We measured each distance 10 times and these are the results:
| Distance | Mean |
|---|---|
| 20 | 22 |
| 40 | 41 |
| 60 | 60 |
| 80 | 79.7 |
| 100 | 101 |
The 10 consecutive measurements had variance and standard deviation of 0, meaning they did not change.
We observed a deviation of approximately +/- 2cm which almost agrees with the datasheet of the ultrasonic sensor. The datasheet suggests values up to +/-3 cm.
4: What is the the accuracy of the sonar sensor and does it depend on depth? At each of two chosen hand-measured depths (40cm and 100cm), make 10 separate depth measurements (each time picking up and replacing the sensor) and record the values. Do you observe the same level of scatter in each case?
We started with the distance set to 40 cm. We took 10 measurements and recorded the mean, variance and standard deviation.
| Trial | Mean | Variance | Standard deviation |
|---|---|---|---|
| 1 | 43 | 0 | 0 |
| 2 | 43 | 0 | 0 |
| 3 | 43 | 0 | 0 |
| 4 | 42 | 0 | 0 |
| 5 | 42 | 0 | 0 |
| 6 | 42 | 0 | 0 |
| 7 | 42 | 0 | 0 |
| 8 | 42 | 0 | 0 |
| 9 | 42 | 0 | 0 |
| 10 | 42 | 0 | 0 |
Then we measured scatter with the distance of 100 cm.
| Trial | Mean | Variance | Standard deviation |
|---|---|---|---|
| 1 | 103.8 | 0.16 | 0.4 |
| 2 | 104 | 0 | 0 |
| 3 | 104 | 0 | 0 |
| 4 | 104 | 0 | 0 |
| 5 | 104 | 0 | 0 |
| 6 | 104 | 0 | 0 |
| 7 | 104 | 0 | 0 |
| 8 | 104 | 0 | 0 |
| 9 | 104 | 0 | 0 |
| 10 | 104 | 0 | 0 |
In the second case we saw double the error for the shorter distance. Therefore we assume that the depth definitely matters and the error increases proportionally to the depth being measured.
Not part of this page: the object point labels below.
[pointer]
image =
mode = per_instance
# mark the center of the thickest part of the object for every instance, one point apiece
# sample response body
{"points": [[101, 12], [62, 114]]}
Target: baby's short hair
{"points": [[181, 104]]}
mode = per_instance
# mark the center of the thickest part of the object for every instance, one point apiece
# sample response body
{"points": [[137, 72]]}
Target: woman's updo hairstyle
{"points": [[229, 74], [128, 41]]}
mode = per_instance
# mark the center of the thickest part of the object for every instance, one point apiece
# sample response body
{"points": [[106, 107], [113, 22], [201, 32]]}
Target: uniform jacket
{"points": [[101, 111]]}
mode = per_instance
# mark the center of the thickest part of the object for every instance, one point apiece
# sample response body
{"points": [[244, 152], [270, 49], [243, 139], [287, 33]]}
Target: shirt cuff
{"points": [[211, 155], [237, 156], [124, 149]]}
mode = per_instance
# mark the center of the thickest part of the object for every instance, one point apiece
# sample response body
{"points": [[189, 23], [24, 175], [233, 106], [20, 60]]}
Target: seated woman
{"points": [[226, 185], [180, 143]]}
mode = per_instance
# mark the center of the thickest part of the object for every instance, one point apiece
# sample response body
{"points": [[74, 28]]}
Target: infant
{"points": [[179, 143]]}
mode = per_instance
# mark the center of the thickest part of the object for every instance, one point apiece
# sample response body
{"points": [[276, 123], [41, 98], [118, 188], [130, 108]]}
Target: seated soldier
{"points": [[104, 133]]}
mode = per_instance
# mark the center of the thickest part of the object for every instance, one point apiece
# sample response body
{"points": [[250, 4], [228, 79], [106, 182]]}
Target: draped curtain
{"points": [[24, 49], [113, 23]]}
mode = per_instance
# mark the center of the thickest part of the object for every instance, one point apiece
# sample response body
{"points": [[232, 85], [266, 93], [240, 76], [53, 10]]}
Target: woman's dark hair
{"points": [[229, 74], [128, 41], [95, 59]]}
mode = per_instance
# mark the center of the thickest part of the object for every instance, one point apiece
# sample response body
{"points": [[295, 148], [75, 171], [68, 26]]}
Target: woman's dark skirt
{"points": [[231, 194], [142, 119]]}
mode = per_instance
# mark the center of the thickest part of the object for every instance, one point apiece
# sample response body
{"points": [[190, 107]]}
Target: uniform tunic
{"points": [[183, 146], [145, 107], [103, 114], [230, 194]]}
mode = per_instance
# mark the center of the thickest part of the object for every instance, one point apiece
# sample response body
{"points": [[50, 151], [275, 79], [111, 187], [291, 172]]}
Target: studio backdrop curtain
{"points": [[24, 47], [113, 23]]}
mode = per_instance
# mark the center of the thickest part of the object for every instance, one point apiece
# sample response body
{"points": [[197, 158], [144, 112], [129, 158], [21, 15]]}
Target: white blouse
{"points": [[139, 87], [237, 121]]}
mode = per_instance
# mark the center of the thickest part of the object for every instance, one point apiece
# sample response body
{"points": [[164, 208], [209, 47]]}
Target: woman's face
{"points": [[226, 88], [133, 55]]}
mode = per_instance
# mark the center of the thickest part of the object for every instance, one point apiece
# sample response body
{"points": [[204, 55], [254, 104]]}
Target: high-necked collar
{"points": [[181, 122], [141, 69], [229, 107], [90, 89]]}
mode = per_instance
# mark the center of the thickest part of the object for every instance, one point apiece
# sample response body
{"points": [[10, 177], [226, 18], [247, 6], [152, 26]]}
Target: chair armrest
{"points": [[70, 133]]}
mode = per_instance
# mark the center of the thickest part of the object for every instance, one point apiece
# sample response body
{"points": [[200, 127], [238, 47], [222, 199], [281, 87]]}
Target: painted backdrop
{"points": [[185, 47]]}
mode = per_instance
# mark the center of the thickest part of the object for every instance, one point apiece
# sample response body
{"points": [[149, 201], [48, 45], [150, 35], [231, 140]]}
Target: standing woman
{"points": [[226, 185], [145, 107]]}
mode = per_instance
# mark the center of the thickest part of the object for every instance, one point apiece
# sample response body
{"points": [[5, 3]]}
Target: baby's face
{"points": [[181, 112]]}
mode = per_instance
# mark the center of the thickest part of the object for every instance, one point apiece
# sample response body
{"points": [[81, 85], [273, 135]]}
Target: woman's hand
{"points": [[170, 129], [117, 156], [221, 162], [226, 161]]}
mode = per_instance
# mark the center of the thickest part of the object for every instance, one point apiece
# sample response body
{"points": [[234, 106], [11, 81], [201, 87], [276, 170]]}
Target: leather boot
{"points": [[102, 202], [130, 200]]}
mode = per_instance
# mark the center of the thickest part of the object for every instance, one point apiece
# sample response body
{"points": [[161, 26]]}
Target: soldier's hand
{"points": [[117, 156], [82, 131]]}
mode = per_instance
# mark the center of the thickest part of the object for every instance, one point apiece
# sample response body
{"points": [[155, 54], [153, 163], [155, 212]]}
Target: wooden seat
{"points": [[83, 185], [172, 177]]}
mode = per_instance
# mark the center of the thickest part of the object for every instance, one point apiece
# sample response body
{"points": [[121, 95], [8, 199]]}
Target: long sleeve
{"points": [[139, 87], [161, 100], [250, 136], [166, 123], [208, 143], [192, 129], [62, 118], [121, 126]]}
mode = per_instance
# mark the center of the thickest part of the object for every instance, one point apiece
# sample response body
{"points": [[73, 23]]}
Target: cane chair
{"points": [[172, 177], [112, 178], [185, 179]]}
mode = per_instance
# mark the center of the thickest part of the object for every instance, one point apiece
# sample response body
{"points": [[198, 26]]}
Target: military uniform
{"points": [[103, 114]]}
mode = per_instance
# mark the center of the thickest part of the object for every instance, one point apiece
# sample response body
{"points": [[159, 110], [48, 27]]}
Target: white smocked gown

5: In a range of general conditions for robot navigation, what fraction of the time do you think your sonar gives garbage readings very far from ground truth?
We have made 1000 consecutive measurements and we have observed that when the sensor is still the error is almost zero. However when we are moving the robot we have observed that approximately 1/20 to 1/15 of all the measurements are wrong.